With preferences given to mares, Wonderful To Fly, as the only female pacer in the $31,000 Joe and Margaret Petricevich Memorial Pace over 2130m at Gloucester Park on Friday night, automatically drew the prized No. 1 barrier.
The inside barrier produces, by far, the greatest percentage of winners at Gloucester Park --- and Wonderful To Fly, part-owned, trained and driven by Shane Young, boasts a splendid record from this barrier at this track, having begun from No. 1 eleven times in her fabulous career of 77 starts for 33 wins, 21 placings and $856,978 for six all-the-way victories, two seconds and three unplaced efforts.

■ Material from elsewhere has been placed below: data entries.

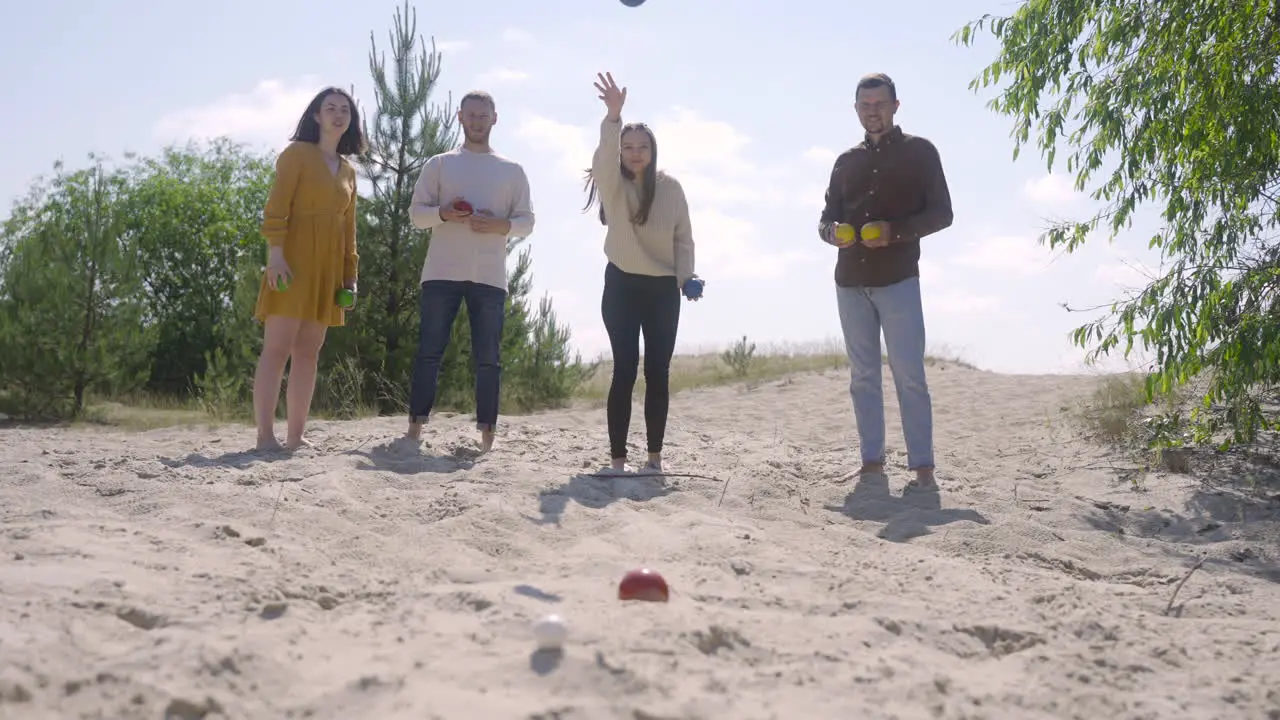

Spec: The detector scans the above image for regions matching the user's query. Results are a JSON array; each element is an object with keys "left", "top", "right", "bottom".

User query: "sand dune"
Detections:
[{"left": 0, "top": 365, "right": 1280, "bottom": 720}]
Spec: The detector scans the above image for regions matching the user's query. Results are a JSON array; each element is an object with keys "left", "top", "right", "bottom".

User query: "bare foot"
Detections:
[
  {"left": 284, "top": 437, "right": 315, "bottom": 450},
  {"left": 640, "top": 452, "right": 662, "bottom": 475}
]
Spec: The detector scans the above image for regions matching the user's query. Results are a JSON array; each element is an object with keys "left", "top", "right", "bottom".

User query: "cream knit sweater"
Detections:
[{"left": 591, "top": 118, "right": 695, "bottom": 286}]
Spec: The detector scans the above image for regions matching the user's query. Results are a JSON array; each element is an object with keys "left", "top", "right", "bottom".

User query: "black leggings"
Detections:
[{"left": 600, "top": 263, "right": 680, "bottom": 460}]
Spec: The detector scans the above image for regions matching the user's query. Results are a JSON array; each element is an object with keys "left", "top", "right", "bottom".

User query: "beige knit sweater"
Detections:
[{"left": 591, "top": 118, "right": 695, "bottom": 286}]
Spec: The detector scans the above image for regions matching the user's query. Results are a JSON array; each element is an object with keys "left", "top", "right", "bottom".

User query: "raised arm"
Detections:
[
  {"left": 408, "top": 155, "right": 444, "bottom": 231},
  {"left": 890, "top": 137, "right": 955, "bottom": 242},
  {"left": 342, "top": 176, "right": 360, "bottom": 290},
  {"left": 261, "top": 145, "right": 302, "bottom": 247},
  {"left": 591, "top": 73, "right": 627, "bottom": 193},
  {"left": 667, "top": 177, "right": 698, "bottom": 287}
]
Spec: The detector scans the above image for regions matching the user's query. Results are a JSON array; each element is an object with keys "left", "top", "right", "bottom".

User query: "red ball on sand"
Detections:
[{"left": 618, "top": 568, "right": 671, "bottom": 602}]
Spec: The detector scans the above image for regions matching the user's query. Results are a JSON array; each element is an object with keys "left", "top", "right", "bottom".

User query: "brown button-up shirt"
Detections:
[{"left": 818, "top": 126, "right": 952, "bottom": 287}]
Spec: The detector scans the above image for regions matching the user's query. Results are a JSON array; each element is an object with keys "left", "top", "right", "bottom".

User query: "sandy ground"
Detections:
[{"left": 0, "top": 366, "right": 1280, "bottom": 720}]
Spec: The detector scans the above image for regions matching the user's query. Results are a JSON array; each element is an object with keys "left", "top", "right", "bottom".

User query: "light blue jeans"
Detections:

Wonderful To Fly will be making her first appearance for eight weeks but she showed that she is poised for a powerful first-up effort with a eye-catching win in a 2185m trial at Pinjarra on Wednesday of last week when she began from the outside barrier on the front line and was restrained back to last in the field of nine.

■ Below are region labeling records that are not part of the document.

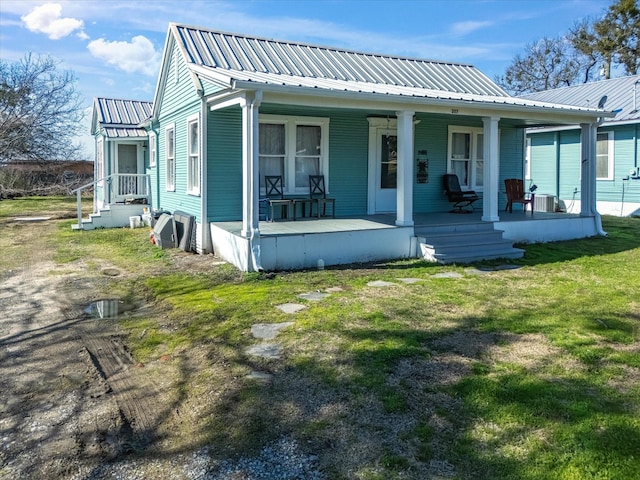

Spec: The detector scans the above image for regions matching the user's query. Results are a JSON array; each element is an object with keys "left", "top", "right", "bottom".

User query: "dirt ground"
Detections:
[{"left": 0, "top": 221, "right": 235, "bottom": 479}]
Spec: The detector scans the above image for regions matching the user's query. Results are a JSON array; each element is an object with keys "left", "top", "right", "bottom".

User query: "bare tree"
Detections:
[
  {"left": 0, "top": 54, "right": 83, "bottom": 164},
  {"left": 496, "top": 37, "right": 581, "bottom": 95}
]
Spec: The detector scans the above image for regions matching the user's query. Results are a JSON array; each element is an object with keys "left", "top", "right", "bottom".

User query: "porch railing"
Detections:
[{"left": 71, "top": 173, "right": 151, "bottom": 228}]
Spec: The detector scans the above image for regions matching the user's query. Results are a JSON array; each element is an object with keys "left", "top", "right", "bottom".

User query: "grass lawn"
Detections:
[{"left": 0, "top": 196, "right": 640, "bottom": 480}]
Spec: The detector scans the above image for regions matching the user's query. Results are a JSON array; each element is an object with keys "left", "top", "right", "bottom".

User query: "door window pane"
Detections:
[
  {"left": 596, "top": 133, "right": 609, "bottom": 179},
  {"left": 474, "top": 133, "right": 484, "bottom": 188},
  {"left": 451, "top": 133, "right": 471, "bottom": 160},
  {"left": 380, "top": 135, "right": 398, "bottom": 188}
]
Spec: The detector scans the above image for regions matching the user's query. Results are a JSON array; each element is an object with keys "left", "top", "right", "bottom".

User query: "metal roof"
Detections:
[
  {"left": 520, "top": 75, "right": 640, "bottom": 124},
  {"left": 94, "top": 98, "right": 152, "bottom": 127},
  {"left": 172, "top": 24, "right": 509, "bottom": 97},
  {"left": 104, "top": 127, "right": 148, "bottom": 138}
]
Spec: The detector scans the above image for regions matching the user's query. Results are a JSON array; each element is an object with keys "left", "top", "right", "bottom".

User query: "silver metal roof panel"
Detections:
[
  {"left": 173, "top": 24, "right": 508, "bottom": 97},
  {"left": 520, "top": 75, "right": 640, "bottom": 123},
  {"left": 95, "top": 98, "right": 152, "bottom": 126}
]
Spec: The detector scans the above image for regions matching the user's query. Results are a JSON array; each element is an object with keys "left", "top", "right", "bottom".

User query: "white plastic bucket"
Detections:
[{"left": 129, "top": 215, "right": 140, "bottom": 228}]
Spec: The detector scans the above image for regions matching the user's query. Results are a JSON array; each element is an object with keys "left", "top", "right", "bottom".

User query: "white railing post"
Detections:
[{"left": 76, "top": 188, "right": 82, "bottom": 229}]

She was eighth with 600m to travel when Young switched her three wide, and she sprinted brilliantly to burst to the front 150m later and then careered away to win easily from Bling It Up, rating 1.57.9.
While Wonderful To Fly is a smart beginner, she is likely to be tested for early speed by fast starters Hotly Pursued, Rockandrollartist and Captain Confetti. If she happens to be crossed at the start, she will then enjoy a favourable sit, giving her the opportunity to take advantage of her sit-sprinting ability.

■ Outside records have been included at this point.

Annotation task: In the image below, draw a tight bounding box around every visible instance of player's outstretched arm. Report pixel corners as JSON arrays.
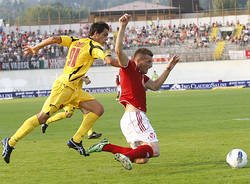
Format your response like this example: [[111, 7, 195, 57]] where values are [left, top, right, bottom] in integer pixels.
[[83, 76, 91, 85], [104, 55, 120, 67], [115, 14, 131, 67], [23, 36, 62, 56], [145, 56, 180, 91]]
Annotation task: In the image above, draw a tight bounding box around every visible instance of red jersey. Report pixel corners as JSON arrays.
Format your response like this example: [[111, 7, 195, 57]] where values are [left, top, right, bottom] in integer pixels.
[[119, 60, 149, 112]]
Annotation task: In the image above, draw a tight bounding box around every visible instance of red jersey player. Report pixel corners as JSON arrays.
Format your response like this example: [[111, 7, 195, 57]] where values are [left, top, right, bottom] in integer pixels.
[[115, 75, 121, 101], [88, 14, 179, 170]]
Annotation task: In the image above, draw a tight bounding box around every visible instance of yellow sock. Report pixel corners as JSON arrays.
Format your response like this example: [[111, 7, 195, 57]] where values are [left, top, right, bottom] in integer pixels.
[[88, 128, 93, 136], [46, 112, 66, 125], [73, 112, 99, 143], [9, 115, 39, 147]]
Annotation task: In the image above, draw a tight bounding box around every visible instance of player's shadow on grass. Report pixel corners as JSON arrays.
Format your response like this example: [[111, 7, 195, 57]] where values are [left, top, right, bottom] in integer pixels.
[[167, 160, 227, 175]]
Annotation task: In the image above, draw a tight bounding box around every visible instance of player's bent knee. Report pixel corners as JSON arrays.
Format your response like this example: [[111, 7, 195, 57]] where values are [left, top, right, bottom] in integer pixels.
[[154, 151, 160, 157], [37, 112, 49, 124], [65, 112, 73, 118]]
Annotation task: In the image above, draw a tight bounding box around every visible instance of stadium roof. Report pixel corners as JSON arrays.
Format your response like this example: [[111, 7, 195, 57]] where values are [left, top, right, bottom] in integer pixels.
[[92, 1, 178, 12]]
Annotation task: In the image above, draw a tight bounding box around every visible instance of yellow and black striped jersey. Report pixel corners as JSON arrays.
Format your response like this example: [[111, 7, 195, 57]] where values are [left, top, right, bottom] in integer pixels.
[[59, 36, 106, 89]]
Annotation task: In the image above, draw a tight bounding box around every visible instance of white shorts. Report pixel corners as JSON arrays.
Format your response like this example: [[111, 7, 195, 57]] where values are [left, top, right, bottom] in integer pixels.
[[120, 111, 158, 147]]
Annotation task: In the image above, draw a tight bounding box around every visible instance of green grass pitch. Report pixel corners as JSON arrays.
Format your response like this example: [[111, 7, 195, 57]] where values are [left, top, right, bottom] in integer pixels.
[[0, 88, 250, 184]]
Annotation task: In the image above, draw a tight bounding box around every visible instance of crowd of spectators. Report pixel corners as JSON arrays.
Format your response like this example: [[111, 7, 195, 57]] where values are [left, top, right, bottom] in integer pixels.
[[0, 20, 250, 68]]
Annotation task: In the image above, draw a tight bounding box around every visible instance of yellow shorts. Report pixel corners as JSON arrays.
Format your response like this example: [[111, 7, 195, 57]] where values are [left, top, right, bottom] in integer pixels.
[[63, 104, 76, 114], [42, 80, 95, 116]]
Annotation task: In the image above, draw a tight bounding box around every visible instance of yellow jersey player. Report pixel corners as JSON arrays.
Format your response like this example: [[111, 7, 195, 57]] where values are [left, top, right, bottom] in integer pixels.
[[41, 76, 102, 139], [2, 22, 119, 163]]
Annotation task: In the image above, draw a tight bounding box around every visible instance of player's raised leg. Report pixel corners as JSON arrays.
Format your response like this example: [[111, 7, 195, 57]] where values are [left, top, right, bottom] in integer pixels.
[[2, 112, 49, 163], [67, 98, 104, 156], [70, 100, 104, 142], [2, 81, 73, 163]]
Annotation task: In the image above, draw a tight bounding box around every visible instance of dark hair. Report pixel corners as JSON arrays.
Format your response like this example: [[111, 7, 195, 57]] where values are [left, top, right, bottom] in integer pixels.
[[89, 22, 109, 36], [134, 48, 154, 58]]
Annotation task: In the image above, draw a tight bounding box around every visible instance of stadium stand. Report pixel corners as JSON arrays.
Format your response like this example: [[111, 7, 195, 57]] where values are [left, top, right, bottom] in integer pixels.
[[0, 22, 250, 70]]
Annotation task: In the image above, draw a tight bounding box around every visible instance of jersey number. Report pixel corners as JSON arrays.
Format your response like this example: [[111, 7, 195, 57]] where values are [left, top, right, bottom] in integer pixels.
[[67, 48, 80, 67]]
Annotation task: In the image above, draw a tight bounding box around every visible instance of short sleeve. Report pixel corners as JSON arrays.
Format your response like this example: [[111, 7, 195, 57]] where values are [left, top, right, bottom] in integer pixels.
[[92, 47, 107, 60], [143, 75, 149, 83], [60, 36, 79, 48]]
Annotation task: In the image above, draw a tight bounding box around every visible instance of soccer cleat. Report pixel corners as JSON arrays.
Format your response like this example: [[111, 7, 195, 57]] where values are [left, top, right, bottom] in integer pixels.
[[88, 138, 109, 153], [88, 132, 102, 139], [2, 137, 14, 164], [114, 153, 132, 170], [67, 138, 89, 156], [41, 123, 49, 134]]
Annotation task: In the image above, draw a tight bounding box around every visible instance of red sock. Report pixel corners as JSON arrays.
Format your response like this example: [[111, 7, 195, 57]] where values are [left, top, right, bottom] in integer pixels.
[[124, 145, 153, 162], [102, 144, 132, 154]]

Wonderful To Fly’s chief rivals are likely to by Better Eclipse (barrier No. 9) and My Watchlist (inside of the back line) --- smart pacers who fought out the finish of a 2130m event last Friday night when My Watchlist, aided by advantageous inside runs in the final lap, got to the front in the last 25m to beat Better Eclipse by just under a length, rating 1.55.5 after final 400m sections of 27.6sec. and 28.9sec.
Eight-year-old Better Eclipse, trained and driven by Gary Hall jnr, is racing with commendable spirit and should fight out the finish despite starting from the outside barrier.
Fat Louie, trained and driven by Chris Voak, rises in class and faces a stern test from out wide at barrier seven. He bounced back to his best form last Friday week when he worked hard early and then enjoyed an ideal passage, one-out and one-back, before finishing determinedly to snatch a head victory over Bettor Arcade.